MAJOR LEAGUE SOCCER, L.A. FOOTBALL CLUB AND THE AQUATICS VENUE: LA 2024 wants to host swimming and diving in a temporary water facility overlaid onto the soccer-specific stadium now planned near the Coliseum for the expansion franchise.

Under this outline, MLS and the new franchise would pay to build the permanent structure, hoped to be ready for the 2018 season, and the local Olympic organizers would spend $100 million on the temporary aquatics aspects closer to the Games.

“We’re absolutely supportive of Los Angeles’ efforts to get the Olympics in 2024,” LAFC President Tom Penn said in an interview. He said the club’s stadium vision aligns with the Olympic plans and they’ll work out details as both projects proceed. LA 2024 organizers have said they’ve spoken with the team in recent weeks.

However, Penn had not heard that the Olympics would force the soccer franchise out of the stadium for upward of a year. According to the bid book, the aquatics adaptation must begin “9-10 months” prior to the Olympics and Paralympics, which last from mid-July to late August.

“I haven’t read it, so I can’t give you a comment on it,” he said.

BROADCASTING CENTER: The bid is vague about plans for the International Broadcast Center, a top priority for the International Olympic Committee intent on facilitating positive worldwide media attention.

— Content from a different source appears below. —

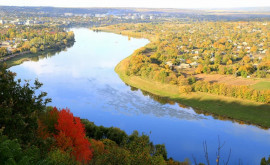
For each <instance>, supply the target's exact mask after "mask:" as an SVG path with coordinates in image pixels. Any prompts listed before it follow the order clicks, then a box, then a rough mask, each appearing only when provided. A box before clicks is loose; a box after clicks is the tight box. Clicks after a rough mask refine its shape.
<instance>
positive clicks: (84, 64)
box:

NBCUniversal is a key partner in this. The center would be built on the company’s studio lot in the San Fernando Valley, land it controls outright. The Games’ budget has set aside $130 million for the facility, with the balance — listed only as TBD in the bid ­— to be assumed by NBCUniversal, which would own the facility after the Games.

“As a major corporate citizen of the city and county of Los Angeles, we are exploring ways to help bring the 2024 Summer Games to Los Angeles,” said Cindy Gardner, Universal Studios senior vice president.

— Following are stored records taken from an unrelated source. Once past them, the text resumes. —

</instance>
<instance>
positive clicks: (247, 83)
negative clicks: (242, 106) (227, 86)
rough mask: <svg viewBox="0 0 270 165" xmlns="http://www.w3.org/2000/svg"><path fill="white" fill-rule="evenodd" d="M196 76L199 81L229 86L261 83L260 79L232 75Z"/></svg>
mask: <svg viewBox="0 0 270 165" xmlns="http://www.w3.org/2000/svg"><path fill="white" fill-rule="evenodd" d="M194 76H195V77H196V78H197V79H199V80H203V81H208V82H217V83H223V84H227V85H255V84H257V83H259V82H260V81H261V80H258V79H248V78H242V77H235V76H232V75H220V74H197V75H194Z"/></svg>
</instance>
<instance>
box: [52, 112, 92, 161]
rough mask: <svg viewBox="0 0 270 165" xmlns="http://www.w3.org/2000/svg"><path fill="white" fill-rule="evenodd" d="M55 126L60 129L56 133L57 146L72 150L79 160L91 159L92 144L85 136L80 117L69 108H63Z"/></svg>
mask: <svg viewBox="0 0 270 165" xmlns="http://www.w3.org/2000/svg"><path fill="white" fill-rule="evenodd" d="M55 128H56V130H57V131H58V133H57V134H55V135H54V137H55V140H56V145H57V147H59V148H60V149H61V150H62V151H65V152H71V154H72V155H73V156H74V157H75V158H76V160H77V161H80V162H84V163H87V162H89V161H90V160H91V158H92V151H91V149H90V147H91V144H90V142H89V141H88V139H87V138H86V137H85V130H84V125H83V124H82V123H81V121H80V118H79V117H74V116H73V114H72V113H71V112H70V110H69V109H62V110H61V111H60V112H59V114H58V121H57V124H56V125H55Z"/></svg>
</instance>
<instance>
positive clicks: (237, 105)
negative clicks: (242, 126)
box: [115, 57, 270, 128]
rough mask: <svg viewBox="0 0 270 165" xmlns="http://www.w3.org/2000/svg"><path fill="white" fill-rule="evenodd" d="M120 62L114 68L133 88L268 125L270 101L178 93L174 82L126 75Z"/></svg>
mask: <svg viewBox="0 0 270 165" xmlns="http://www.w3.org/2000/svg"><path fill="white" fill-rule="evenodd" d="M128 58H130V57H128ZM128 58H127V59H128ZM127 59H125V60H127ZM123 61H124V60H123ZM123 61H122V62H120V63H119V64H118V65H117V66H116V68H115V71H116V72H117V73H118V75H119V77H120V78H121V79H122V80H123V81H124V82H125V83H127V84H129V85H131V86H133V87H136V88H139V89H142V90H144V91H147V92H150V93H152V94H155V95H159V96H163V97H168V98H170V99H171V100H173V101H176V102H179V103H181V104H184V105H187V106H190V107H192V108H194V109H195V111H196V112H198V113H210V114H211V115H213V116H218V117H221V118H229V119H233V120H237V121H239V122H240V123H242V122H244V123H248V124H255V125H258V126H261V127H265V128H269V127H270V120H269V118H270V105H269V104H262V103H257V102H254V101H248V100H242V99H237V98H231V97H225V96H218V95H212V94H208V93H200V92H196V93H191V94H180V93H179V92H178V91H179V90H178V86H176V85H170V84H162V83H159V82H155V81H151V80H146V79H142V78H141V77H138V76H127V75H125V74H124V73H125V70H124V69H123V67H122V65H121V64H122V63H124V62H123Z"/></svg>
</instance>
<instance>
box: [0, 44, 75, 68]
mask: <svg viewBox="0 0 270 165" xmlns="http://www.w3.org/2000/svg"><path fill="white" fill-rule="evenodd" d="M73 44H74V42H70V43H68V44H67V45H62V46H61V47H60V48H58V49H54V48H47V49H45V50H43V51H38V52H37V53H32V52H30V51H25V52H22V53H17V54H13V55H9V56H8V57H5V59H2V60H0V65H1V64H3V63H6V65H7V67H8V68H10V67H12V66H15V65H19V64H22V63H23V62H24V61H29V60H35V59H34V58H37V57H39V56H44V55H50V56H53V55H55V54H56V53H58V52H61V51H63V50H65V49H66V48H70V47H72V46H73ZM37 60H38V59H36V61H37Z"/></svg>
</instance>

Ultimately, the IOC’s decision on where to host the 2024 Games rests as much on international politics as the technical details of a plan, veteran Olympic business experts say. But to get to that point, a bid must pass muster with local officials and voters as an acceptable financial risk.

“It’s much more doable than Boston, and the risk is much more absorbable than Boston, but there’s still a lot of questions,” said Smith College economist and Olympics critic Andrew Zimbalist.